Rudyard hesitated. A great weight constricted his chest. He found it extremely difficult to speak, as if he had eaten his third dry digestive biscuit in succession. Then, in a gabble, he managed to blurt out, "I-promise-to-love-you-for-all-eternity."
She kissed him, and then pulled him back on to the pillow beside her. "You have such beauty," she said. She raised her left arm towards the porthole, through which they could see the solitary moon, rising and dipping as the Arcadia rolled. She extended her wedding-band finger so that it eclipsed the moon, and then she whispered, "The moon can be our ring for now. Now that you have promised."
Rudyard, hesitantly, kissed her neck. Then he reached across and cupped her weighty left bosom in his hand. He did, in fact, love her. At least he was infatuated by her. She was trembling and weak, and yet domineering at the same time. She could gasp at the thrusting of his loins, as submissive as a dizzy young girl; and yet she could also make him say whatever she wanted him to say, against his will. She smelled of flowers. Sweet Williams, he thought, from his garden.
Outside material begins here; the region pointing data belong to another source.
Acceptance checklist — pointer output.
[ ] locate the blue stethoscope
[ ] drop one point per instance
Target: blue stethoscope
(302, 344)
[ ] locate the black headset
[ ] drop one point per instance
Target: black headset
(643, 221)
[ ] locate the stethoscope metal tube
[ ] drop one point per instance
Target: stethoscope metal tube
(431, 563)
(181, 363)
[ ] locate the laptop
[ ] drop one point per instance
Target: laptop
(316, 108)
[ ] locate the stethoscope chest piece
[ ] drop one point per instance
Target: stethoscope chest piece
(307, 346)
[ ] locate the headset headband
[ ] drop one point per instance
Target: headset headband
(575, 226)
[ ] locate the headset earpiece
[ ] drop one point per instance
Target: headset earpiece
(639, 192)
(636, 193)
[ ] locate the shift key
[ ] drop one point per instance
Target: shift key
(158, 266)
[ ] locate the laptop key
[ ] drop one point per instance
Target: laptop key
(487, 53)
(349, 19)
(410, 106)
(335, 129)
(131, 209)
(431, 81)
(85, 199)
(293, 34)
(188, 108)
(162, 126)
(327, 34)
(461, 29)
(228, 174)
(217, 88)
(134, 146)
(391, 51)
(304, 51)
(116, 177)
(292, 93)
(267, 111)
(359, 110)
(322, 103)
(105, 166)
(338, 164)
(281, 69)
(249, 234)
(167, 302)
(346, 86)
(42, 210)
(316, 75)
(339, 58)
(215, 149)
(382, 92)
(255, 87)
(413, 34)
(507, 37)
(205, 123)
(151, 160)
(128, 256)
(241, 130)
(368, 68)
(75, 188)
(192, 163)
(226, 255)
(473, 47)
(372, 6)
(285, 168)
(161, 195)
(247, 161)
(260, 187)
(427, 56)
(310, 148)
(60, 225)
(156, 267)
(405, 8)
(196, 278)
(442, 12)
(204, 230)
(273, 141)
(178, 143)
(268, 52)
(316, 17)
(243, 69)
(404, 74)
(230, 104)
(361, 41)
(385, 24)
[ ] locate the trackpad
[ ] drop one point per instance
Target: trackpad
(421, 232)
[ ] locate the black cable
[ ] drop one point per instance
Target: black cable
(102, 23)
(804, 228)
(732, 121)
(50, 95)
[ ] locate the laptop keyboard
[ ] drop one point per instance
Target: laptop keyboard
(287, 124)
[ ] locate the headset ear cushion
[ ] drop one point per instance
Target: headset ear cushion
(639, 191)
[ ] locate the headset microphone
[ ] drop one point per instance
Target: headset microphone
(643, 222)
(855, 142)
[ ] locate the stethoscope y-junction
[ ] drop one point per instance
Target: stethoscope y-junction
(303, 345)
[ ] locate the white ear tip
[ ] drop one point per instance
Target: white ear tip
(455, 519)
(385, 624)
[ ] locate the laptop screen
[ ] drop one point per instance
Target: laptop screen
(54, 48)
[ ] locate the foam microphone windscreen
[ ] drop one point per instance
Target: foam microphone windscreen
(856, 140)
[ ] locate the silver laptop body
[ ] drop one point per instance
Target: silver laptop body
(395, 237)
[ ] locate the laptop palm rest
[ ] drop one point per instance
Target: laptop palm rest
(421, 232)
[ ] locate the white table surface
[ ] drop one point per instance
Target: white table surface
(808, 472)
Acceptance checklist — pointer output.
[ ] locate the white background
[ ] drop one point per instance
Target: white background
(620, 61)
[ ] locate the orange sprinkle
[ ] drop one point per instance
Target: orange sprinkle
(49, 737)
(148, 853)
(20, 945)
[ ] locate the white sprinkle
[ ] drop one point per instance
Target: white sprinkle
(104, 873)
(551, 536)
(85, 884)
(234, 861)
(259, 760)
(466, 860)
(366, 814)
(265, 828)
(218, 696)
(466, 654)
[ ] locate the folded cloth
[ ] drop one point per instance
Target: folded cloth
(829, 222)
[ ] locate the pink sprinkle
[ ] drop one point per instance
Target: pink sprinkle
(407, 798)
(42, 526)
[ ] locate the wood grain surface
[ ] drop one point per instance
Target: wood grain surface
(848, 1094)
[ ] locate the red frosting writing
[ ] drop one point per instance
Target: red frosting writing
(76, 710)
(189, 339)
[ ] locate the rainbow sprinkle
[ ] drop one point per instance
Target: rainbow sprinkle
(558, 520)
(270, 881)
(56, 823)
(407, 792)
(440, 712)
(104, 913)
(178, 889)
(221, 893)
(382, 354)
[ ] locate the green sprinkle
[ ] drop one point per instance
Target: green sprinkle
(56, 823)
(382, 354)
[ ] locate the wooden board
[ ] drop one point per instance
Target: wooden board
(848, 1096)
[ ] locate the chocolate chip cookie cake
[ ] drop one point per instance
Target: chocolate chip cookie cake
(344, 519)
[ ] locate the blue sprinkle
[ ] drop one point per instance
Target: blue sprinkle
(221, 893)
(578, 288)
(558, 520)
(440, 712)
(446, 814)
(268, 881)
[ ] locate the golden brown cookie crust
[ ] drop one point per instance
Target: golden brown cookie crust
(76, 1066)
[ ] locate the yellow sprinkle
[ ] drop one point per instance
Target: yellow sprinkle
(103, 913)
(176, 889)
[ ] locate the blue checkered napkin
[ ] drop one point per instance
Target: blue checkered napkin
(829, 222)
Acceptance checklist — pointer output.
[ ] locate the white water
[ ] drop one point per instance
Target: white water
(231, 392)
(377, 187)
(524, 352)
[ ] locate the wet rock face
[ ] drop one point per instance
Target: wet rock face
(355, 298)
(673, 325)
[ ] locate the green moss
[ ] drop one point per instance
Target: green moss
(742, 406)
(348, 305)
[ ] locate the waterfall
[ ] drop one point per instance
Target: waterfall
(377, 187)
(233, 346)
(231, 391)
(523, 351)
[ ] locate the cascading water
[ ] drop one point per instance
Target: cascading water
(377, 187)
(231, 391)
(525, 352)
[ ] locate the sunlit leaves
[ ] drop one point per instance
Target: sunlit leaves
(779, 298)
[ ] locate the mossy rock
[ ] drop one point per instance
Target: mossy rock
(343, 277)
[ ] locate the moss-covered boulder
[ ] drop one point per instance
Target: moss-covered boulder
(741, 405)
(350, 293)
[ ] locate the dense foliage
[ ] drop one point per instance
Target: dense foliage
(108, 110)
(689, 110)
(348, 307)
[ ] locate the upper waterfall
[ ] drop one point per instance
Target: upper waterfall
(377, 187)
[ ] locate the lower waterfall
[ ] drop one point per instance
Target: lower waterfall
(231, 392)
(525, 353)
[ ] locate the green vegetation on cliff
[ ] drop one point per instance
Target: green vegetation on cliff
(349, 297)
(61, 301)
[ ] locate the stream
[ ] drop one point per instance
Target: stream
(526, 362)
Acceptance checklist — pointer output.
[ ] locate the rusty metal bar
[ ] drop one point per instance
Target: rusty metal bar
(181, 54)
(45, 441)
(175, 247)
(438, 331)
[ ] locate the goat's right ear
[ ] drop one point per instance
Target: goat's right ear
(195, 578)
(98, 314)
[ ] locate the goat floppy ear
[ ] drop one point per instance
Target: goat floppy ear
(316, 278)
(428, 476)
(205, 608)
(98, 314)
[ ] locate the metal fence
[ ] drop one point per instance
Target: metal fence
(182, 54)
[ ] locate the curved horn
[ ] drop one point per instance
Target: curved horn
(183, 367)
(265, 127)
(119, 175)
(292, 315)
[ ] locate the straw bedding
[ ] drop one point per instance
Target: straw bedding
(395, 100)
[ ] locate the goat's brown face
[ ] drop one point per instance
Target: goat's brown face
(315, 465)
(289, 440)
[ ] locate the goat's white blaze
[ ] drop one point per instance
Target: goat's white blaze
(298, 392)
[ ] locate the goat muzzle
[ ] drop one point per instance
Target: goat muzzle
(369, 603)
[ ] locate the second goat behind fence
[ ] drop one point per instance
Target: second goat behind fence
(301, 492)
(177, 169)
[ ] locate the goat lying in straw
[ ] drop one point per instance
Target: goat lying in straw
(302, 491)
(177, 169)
His hand strayed across the pillowy continent of her stomach, until his fingers found themselves ambushed in damp fur.
"I love your melancholy," she whispered, staring at the ceiling.
FORTY-FIVE
Although it was one o'clock in the morning, Mark knocked at the door of Catriona's stateroom; and when Alice answered, he asked if she was awake, and if he could see her. Marcia had gone on ahead to slip into silk pyjamas, refresh her make-up, and spray herself with perfume. She imagined that Mark, too, was getting himself ready, and collecting a bottle of cold Perrier-Jouet for them to crack.
Alice said, "She's awake, but I don't know whether she'll want a visitor. She's been having nightmares, you know."
Mark passed a sharply folded five-pounds note through the gap in the door. "Tell her that it'll do her good to talk to somebody friendly."
Alice stared at the money for a moment; and then, by that extraordinary sleight-of-hand in which all domestics of the 1920s were expert, caused it to vanish from Mark's fingers and reappear in the pocket of her frilly apron. "I'll try, Mr. Beeney," she said. "I can but try."